I have one of those moments that most people must have when they are still conscious right after an accident – I take an inventory: 2 legs, I am standing so, check!, feet, abdomen, hands, head, check! At first my body thinks everything is intact; I don’t feel any pain. I bend my arm and realize a piece of flesh is missing from my elbow. I actually think to myself, “How can that be? I am not even bleeding.” Yet before the words are finished formulating in my head, there it is – warm and red dripping down my arm.

The man that helped me up takes us across the street to his house. He pulls a first aid kit out of his truck and a hose out of his yard. He’s part of the volunteer EMT crew in town and just happened to be in his yard as our ATV flipped across the road. I get washed and bandaged up. My friend is speaking with him in Spanish – I catch the part where she tells him he must be an angel. “No,” he says, “I am Angelo.”

The next morning in class we begin at the front of our mat. My instructor, a beautiful, tall, Lebanese New Yorker comes up behind me to tell me to put my feet together. Before she can get my full name out, I’ve screamed and jumped 5 feet in the air. She holds her comment about my foot placement and instead hugs me around the shoulders. I begin to sob, and sun salute, and sob some more.

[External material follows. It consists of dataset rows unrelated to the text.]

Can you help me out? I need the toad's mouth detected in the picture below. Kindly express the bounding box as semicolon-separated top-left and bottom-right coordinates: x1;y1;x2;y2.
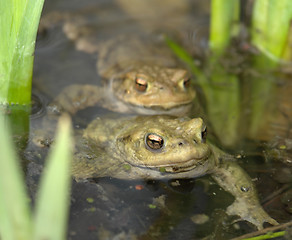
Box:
159;157;208;173
139;154;209;173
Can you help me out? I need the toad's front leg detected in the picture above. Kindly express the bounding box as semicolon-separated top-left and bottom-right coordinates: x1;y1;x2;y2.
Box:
212;161;278;230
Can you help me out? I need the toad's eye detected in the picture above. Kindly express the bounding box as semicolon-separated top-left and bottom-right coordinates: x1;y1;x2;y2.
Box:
183;77;191;88
201;127;207;143
178;77;191;89
145;133;164;150
135;77;148;92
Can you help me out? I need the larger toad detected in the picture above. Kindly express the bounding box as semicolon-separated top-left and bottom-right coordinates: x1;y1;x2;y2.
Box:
72;115;277;229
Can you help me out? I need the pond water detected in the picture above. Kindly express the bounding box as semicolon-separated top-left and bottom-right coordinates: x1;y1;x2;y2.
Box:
25;0;292;239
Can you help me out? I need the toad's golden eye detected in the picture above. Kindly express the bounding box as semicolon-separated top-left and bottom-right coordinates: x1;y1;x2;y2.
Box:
135;77;148;92
201;127;207;143
183;77;191;88
178;77;191;89
145;133;164;150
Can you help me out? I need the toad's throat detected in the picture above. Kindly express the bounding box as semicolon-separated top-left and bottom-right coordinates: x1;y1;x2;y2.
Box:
131;156;208;173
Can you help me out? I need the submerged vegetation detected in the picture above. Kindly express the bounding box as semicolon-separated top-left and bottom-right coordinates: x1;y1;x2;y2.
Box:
166;0;292;147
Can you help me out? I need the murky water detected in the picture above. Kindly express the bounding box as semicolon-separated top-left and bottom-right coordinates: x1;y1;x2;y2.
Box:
26;0;292;239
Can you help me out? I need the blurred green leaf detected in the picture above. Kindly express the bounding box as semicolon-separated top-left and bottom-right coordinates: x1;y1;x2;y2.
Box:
210;0;240;56
0;0;44;104
251;0;292;61
0;114;32;240
33;116;73;240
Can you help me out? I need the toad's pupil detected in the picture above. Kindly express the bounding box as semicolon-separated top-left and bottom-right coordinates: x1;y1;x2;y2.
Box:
184;78;191;88
135;78;148;92
201;128;207;142
146;134;164;150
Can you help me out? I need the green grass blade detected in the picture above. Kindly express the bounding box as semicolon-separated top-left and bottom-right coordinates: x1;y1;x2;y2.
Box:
251;0;292;60
0;111;32;240
33;116;73;240
0;0;44;104
210;0;240;55
166;37;241;146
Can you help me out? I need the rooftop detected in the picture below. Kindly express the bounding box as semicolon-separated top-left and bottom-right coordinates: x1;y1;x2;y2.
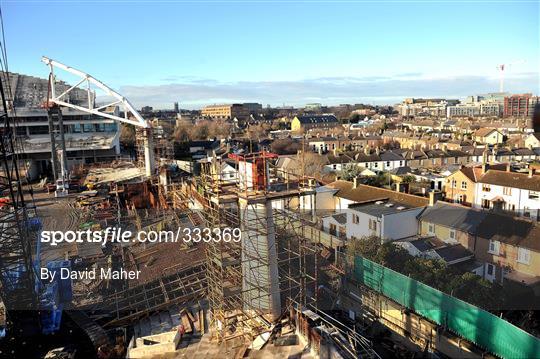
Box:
349;201;411;218
327;180;429;208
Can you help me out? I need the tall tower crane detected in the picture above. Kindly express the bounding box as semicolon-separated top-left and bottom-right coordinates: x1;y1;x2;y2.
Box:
0;67;39;340
41;56;155;179
497;60;525;92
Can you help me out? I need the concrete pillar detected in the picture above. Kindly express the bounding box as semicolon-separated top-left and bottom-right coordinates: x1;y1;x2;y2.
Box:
144;128;156;177
239;198;281;320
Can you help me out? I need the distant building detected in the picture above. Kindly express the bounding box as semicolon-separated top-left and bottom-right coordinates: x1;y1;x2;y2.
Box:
242;102;262;114
473;128;504;145
419;201;540;295
201;103;249;120
473;168;540;221
525;132;540;148
0;73;120;179
504;93;540;117
304;103;322;111
291;114;339;132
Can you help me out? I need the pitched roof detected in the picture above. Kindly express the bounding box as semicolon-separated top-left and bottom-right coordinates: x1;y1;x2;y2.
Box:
380;151;405;161
418;201;540;251
332;213;347;224
433;244;474;262
474;127;497;137
297;115;338;124
418;201;487;233
478;169;540;191
327;180;429;207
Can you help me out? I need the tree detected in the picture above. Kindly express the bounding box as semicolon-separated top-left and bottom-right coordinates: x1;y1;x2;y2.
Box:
339;163;362;181
174;123;191;142
401;175;416;183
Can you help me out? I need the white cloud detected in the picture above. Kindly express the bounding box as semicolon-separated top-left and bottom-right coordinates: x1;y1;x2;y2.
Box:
110;73;540;108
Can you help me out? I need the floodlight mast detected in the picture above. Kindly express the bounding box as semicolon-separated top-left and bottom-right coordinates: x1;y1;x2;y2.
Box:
41;56;155;177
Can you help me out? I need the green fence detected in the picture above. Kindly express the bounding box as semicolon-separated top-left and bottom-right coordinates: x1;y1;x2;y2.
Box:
354;257;540;358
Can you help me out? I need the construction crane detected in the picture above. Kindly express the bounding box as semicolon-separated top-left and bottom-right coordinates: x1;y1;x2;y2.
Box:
497;60;525;92
0;66;39;338
41;56;155;180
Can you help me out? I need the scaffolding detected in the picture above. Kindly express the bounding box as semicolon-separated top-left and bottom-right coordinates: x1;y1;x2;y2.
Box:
173;152;319;354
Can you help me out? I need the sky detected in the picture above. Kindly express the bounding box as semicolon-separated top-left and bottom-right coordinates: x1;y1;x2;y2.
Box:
0;0;540;109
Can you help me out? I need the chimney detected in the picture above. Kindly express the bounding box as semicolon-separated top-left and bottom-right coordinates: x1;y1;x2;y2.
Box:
428;190;441;207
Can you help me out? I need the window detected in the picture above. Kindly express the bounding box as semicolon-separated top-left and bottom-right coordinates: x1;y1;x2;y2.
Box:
15;126;26;136
28;126;49;135
428;223;435;234
488;240;501;256
83;123;94;132
518;247;531;264
330;223;337;236
486;263;495;276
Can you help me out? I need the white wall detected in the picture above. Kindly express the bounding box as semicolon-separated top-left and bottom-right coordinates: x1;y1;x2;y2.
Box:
381;207;424;240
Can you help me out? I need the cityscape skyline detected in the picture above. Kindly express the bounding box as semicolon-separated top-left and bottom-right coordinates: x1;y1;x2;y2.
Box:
4;1;540;109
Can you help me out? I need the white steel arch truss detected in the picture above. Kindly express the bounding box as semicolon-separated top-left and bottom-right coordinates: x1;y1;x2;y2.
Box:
41;56;150;128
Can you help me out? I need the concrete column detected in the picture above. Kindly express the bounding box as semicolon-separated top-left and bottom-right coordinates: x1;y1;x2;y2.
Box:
239;198;281;320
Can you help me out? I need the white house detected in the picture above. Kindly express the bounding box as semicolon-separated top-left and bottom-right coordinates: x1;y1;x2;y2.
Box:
525;132;540;148
473;168;540;221
473;128;504;145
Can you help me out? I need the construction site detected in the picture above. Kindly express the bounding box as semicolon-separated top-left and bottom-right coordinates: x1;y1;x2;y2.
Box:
0;57;535;358
0;58;392;358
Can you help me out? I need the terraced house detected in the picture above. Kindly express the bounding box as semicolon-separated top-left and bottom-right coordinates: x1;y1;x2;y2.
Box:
418;202;540;295
473;168;540;221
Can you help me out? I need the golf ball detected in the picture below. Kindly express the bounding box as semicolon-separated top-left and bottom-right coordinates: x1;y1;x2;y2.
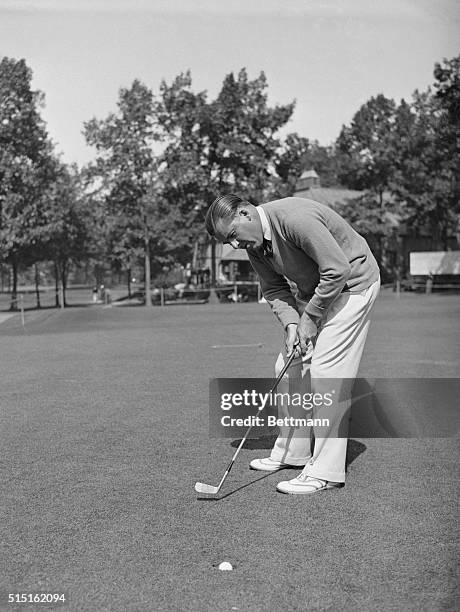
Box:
219;561;233;572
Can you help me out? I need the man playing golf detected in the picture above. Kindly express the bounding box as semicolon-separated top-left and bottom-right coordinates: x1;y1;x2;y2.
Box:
206;194;380;494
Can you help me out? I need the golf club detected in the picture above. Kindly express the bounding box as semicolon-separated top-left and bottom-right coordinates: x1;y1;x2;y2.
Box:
195;343;298;495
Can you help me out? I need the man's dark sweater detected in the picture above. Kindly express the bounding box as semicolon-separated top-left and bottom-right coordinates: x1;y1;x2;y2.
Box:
248;198;379;327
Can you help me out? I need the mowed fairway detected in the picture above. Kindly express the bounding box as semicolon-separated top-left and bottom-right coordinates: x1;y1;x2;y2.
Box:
0;292;460;612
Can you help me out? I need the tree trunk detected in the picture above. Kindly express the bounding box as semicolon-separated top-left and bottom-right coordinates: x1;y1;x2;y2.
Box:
144;215;152;307
54;262;61;308
35;264;41;309
10;257;18;310
61;260;68;308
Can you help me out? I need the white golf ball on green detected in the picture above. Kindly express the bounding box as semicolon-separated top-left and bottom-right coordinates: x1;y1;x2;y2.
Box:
219;561;233;572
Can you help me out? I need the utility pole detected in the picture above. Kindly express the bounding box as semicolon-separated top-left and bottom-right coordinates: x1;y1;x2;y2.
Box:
144;212;152;307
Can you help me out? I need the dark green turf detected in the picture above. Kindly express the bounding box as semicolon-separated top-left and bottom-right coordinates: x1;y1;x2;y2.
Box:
0;293;460;611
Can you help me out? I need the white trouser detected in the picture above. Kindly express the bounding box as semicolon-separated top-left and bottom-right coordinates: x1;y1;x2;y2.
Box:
270;281;380;482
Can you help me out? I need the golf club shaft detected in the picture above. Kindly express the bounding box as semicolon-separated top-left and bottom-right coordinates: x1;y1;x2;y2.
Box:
212;344;298;490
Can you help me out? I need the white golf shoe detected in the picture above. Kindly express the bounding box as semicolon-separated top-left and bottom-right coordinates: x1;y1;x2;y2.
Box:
276;474;343;495
249;457;302;472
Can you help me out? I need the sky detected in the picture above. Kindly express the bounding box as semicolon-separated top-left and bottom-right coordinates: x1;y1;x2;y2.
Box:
0;0;460;164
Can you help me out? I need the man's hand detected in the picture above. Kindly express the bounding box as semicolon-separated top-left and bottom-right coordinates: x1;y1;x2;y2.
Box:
284;323;300;357
297;312;318;355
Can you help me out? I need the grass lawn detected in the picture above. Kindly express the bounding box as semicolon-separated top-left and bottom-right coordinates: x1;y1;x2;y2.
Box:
0;292;460;612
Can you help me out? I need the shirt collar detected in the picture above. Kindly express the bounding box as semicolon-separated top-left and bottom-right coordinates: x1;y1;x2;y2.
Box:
256;206;272;240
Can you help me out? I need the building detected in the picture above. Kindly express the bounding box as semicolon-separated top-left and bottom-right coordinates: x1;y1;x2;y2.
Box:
194;168;460;283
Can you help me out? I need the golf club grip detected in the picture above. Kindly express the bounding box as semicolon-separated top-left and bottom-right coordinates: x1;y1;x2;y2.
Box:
225;343;298;470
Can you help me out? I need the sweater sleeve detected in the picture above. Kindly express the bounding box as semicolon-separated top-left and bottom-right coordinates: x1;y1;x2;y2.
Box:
248;251;300;328
287;216;351;318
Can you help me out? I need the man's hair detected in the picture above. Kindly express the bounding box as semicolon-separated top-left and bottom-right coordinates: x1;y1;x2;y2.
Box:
205;193;249;236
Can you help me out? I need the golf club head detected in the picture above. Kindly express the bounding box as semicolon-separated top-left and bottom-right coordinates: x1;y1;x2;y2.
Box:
195;482;219;495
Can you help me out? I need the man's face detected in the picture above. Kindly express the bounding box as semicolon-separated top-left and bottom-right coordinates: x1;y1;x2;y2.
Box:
216;207;264;249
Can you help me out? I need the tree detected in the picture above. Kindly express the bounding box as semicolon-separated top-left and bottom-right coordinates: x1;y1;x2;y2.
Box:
84;80;159;305
336;94;396;198
38;159;94;306
0;57;53;310
391;56;460;250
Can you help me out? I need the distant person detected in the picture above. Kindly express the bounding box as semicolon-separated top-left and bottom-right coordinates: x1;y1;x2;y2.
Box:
206;194;380;494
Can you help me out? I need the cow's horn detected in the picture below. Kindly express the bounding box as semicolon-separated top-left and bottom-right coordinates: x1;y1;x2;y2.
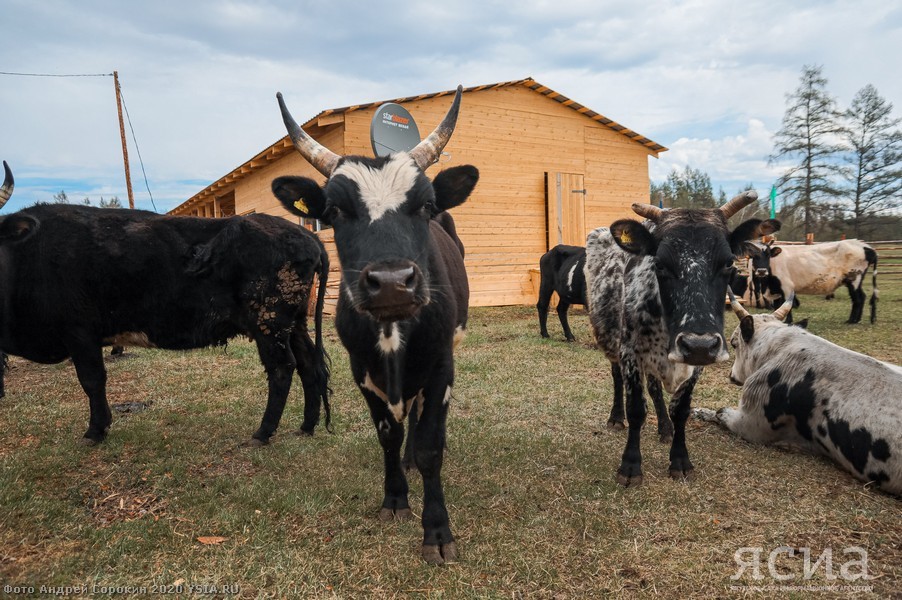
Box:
774;292;796;321
276;92;341;177
727;286;749;321
717;190;758;219
633;202;664;222
0;160;16;208
408;85;463;169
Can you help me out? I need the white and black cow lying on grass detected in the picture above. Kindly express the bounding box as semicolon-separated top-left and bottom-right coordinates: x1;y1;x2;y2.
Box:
536;244;586;342
696;298;902;495
272;87;479;564
586;191;780;486
751;240;879;324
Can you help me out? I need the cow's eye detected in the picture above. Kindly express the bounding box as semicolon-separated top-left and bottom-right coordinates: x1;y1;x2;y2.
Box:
655;259;676;279
326;204;347;221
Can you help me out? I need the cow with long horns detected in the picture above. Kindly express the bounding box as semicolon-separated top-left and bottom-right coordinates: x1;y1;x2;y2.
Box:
0;162;329;445
695;296;902;495
586;197;780;486
272;87;479;564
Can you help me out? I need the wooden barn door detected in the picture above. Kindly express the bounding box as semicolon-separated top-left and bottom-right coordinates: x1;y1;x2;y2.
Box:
545;173;586;250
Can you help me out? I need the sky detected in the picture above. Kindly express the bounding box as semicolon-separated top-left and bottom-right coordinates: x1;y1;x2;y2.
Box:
0;0;902;212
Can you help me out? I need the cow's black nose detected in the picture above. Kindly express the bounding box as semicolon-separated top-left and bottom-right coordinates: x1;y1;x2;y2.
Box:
676;333;721;365
359;263;423;320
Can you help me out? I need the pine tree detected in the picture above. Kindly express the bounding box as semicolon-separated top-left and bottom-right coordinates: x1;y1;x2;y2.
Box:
769;65;843;233
842;84;902;237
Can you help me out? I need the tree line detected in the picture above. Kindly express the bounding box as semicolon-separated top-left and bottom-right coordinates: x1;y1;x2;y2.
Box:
651;65;902;240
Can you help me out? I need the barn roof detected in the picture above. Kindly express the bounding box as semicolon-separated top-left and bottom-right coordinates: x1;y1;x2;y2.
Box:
170;77;667;213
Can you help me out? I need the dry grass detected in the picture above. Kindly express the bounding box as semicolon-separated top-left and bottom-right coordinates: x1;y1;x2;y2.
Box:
0;283;902;598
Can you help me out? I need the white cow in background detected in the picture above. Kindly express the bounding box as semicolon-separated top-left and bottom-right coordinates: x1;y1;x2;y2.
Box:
695;294;902;495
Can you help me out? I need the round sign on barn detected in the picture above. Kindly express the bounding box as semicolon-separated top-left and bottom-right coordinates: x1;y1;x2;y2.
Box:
370;102;420;156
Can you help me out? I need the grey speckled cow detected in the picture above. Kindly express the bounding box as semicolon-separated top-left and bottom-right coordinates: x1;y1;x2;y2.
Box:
697;297;902;495
585;197;780;486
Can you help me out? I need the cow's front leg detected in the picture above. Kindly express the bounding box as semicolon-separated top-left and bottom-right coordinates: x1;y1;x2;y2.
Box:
414;376;457;565
291;321;331;435
251;335;297;446
360;386;411;521
557;300;576;342
608;362;626;429
670;367;702;479
617;360;646;487
645;375;673;444
69;340;113;446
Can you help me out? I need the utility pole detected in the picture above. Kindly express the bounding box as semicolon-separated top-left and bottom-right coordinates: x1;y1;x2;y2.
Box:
113;71;135;208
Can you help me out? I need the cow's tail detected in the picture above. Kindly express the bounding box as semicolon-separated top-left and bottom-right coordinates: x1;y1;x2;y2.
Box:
864;246;880;323
313;245;333;433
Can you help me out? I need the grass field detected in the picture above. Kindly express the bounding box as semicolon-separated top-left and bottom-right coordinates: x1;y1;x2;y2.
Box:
0;281;902;598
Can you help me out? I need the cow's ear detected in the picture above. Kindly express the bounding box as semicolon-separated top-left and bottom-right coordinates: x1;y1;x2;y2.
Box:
272;177;326;220
432;165;479;212
739;315;755;344
0;215;38;243
611;219;657;255
728;219;781;254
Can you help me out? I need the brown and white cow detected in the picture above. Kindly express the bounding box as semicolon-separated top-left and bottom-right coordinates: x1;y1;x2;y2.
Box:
696;298;902;495
272;87;479;564
752;240;879;324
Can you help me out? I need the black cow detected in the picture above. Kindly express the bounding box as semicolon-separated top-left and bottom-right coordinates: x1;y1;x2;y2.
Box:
0;163;329;444
536;244;586;342
272;87;479;564
586;197;779;486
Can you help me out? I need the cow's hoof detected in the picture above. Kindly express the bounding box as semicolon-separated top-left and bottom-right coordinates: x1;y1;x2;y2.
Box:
422;542;457;565
689;408;722;423
670;456;695;481
379;508;413;522
670;465;695;481
617;469;642;487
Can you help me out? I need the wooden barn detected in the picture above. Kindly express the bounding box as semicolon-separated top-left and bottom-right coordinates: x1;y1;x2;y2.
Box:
171;78;666;308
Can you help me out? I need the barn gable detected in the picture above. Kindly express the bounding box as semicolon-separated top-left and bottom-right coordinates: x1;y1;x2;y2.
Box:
172;79;666;306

So many stoic years of mourning for friends that have passed, for a young girl I didn’t even know come falling out. The tears mixing with my sweat as I curl into child’s pose, hugging my bloody and oozing elbow in close as everyone else goes down onto their forearms and up into a headstand. So much sadness pours out of me as the blood continues to seep out of my arm. I realize that this pose, which was to be one of my key goals for the month, one that symbolizes overcoming fears of death and uncertainty, has just become an impossibility.

Sunset2 weeks later I stand at the edge of the Pacific ocean, my arm amazingly but just barely healed. I watch the sun fall behind the clouds on the horizon. The waves are soft and gentle here. I am overcome by the sheer beauty of it all and suddenly feel such gratitude that things ended as they did and not as they could have.

For the first time since I arrived in Costa Rica, I have the desire to walk out towards the sunset, towards the waves. I look up to the sky and take one step and then another. I know that I am still moving but I’ve stopped counting my steps. Suddenly pulled out of my stupor, I remember those words from the first day – stingrays! I turn around and see the beach off in the distance, what feels like a half mile away.  “A whole gaggle of stingrays could be hiding between me and that beach,” I think. No longer afraid of a mortal wound but still anxious to keep my feet without holes, I take a deep breath and slowly begin to shuffle my way back home.